# any one else buy a 566?



## chargerfan32 (Jun 13, 2008)

I recently purchased a 566 and after going back to the reviews, i found one that said they include the pedals on this model. I look at their website, and they list them on there too. However, they didnt include them on the bike i bought from the LBS. I emailed look, and havent had a response. Love the rest of bike though.

Thanks,

Wayne


----------



## maximum7 (Apr 24, 2008)

The 566 should have come with Keo Classic pedals. 
I would go back to my dealer and tell them. 

Check out the parts list here...
http://www.wrenchscience.com/Look/566+Sram+Rival+Bike/Road_Bikes/Frames.html

and here...

http://www.bikesale.com/look-566-origin-1-1.aspx


----------



## texass4 (Oct 13, 2005)

Bike shops overlook things just like car dealerships.

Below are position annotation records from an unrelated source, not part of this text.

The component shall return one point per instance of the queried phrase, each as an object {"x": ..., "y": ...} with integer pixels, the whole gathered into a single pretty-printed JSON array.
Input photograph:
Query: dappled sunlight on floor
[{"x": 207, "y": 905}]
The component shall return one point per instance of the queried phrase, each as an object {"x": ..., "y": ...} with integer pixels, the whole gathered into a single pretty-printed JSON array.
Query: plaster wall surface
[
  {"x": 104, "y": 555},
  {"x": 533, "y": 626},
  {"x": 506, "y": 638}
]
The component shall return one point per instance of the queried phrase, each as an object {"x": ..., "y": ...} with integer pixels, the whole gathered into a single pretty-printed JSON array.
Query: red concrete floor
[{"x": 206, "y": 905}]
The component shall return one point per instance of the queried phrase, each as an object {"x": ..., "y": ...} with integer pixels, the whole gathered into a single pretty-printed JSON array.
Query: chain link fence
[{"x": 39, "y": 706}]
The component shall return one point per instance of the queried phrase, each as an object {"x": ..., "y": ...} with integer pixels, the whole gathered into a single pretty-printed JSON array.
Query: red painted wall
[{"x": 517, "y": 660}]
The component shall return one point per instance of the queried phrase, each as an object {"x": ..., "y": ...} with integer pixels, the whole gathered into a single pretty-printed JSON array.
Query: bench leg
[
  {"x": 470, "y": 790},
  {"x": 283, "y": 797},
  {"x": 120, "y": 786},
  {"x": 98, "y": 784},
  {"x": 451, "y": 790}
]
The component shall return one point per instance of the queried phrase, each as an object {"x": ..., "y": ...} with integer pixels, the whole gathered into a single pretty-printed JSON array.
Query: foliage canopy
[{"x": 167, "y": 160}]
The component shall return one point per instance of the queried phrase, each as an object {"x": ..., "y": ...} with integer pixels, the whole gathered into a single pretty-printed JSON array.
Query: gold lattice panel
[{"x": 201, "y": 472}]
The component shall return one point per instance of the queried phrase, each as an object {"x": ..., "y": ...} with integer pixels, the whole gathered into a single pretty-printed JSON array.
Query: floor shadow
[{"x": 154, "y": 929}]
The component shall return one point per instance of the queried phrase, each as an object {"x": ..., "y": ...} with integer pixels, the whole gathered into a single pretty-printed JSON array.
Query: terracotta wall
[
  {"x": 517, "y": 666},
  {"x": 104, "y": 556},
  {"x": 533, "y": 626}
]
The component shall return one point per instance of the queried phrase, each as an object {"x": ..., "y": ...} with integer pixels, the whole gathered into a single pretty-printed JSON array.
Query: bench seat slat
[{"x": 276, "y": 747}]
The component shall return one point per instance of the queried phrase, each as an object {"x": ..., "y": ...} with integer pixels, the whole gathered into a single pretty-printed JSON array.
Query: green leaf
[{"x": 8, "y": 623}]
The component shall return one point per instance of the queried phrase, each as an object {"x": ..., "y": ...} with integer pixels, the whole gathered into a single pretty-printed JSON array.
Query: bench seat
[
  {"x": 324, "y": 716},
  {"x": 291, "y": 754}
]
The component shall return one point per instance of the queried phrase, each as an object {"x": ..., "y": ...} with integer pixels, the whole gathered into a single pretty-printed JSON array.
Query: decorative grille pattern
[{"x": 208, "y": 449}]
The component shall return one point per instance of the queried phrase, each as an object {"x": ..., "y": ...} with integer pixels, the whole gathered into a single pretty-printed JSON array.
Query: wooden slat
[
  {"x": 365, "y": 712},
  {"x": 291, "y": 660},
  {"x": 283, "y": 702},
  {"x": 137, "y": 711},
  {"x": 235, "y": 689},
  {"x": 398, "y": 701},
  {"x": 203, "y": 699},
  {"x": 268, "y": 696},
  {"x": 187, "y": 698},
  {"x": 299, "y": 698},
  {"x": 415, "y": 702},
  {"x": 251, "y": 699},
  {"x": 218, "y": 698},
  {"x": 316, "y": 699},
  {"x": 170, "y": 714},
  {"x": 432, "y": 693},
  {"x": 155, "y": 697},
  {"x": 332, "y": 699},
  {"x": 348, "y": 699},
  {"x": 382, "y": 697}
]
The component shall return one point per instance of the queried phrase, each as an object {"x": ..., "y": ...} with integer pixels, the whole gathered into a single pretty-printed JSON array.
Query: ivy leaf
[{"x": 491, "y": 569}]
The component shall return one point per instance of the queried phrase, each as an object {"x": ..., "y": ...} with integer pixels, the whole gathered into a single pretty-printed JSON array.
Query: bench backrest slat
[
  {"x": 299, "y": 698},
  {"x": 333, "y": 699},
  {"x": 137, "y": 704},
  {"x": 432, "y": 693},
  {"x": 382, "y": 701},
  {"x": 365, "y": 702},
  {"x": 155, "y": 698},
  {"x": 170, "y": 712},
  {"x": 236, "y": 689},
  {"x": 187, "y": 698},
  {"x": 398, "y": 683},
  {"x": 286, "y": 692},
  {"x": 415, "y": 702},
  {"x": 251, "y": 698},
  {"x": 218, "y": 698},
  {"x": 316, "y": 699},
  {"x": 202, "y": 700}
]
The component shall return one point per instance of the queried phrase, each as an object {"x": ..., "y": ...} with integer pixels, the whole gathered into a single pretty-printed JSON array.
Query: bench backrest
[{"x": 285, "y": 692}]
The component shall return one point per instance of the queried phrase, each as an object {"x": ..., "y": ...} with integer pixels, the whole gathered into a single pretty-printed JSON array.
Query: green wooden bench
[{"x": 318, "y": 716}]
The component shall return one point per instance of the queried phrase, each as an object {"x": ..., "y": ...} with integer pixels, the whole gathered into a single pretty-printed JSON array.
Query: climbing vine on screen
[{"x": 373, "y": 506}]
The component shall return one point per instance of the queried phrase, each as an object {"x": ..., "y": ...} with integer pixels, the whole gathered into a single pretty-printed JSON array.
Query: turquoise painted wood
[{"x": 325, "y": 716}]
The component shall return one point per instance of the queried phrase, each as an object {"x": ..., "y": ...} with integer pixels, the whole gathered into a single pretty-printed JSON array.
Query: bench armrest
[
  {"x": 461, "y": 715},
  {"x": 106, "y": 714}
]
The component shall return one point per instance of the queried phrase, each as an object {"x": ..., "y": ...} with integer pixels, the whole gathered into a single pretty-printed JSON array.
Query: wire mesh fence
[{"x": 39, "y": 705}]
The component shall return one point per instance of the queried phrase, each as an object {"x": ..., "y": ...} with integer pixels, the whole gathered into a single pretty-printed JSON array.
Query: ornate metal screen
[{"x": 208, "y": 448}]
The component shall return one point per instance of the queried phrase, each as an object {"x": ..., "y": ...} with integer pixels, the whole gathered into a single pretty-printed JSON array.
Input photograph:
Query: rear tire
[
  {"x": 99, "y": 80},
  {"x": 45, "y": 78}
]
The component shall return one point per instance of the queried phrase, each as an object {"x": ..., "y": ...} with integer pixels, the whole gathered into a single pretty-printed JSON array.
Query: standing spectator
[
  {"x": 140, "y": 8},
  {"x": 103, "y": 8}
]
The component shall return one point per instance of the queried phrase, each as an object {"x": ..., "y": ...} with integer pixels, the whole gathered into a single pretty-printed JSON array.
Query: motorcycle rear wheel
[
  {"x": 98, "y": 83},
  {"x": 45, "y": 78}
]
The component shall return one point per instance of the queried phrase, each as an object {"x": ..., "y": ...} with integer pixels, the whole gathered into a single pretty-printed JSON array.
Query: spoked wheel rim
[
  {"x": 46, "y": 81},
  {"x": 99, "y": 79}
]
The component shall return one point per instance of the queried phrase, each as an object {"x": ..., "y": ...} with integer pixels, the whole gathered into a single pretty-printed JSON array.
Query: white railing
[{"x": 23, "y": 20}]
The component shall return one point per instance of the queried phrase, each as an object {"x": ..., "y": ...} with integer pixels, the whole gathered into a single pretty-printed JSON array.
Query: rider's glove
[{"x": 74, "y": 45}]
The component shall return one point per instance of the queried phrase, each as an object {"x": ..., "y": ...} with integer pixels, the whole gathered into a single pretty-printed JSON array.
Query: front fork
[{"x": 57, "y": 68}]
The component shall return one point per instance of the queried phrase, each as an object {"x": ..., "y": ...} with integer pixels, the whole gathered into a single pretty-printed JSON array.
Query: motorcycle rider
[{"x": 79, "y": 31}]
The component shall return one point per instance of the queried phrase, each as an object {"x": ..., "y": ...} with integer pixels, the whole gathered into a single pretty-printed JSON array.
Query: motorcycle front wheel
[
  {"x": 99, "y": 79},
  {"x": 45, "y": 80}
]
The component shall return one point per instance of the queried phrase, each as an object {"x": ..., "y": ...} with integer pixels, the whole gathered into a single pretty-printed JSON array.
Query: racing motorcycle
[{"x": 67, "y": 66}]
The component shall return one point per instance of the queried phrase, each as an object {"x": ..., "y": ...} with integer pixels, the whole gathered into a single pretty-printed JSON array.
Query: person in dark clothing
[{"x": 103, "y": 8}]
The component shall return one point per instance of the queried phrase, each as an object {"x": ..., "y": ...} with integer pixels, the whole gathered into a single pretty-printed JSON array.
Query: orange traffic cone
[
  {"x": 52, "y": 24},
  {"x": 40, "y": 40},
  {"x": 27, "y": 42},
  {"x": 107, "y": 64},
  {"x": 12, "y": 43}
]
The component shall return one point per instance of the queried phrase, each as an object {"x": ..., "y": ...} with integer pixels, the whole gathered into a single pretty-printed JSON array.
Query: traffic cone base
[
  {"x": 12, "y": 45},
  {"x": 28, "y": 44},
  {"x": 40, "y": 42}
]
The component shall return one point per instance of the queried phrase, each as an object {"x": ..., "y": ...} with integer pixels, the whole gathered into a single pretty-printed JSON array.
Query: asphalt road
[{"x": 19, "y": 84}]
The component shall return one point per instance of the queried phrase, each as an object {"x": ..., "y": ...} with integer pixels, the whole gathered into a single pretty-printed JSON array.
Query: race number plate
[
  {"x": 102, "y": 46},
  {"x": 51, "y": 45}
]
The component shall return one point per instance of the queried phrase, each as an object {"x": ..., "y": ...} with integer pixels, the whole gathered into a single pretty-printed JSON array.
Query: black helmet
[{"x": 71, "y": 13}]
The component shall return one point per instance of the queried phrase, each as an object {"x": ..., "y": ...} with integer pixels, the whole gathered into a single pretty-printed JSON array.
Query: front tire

At times, the customer (enthusiast) knows more than the salesman (employee) and things like this happen. Simple as that. 

Explain the situation, be nice, have proof from a credible source in case it's needed. You should be good to go.


----------



## chargerfan32 (Jun 13, 2008)

*thanks*

Thanks guys!!! I printed the pages out, and ill let them know. Hopefully it works out. 

Thanks,

Wayne


----------



## Chupalt (Sep 5, 2008)

Yeah mine came with pedals, cleats and an extra derailleur hanger.


----------



## desmo13 (Jun 28, 2006)

Chupalt said:


> Yeah mine came with pedals, cleats and an extra derailleur hanger.


same here.


----------



## chas (Aug 10, 2006)

Unfortunately we received some of these complete bikes without pedals. Have your LBS contact us and we will definitely take care of it.

Sorry for the inconvenience, and I hope you're enjoying your new bike! 
(as much as possible w/o pedals  )


----------



## Echo (Mar 2, 2009)

Yeah, I prodealed mine through my work, and they forgot to include the pedals with it. After contacting Look they acknowledged the mistake (and said it had been happening alot recently) and fixed the problem promptly... Having owned mine for the past two months, I think I'm in love with it now!

Well done Look!


----------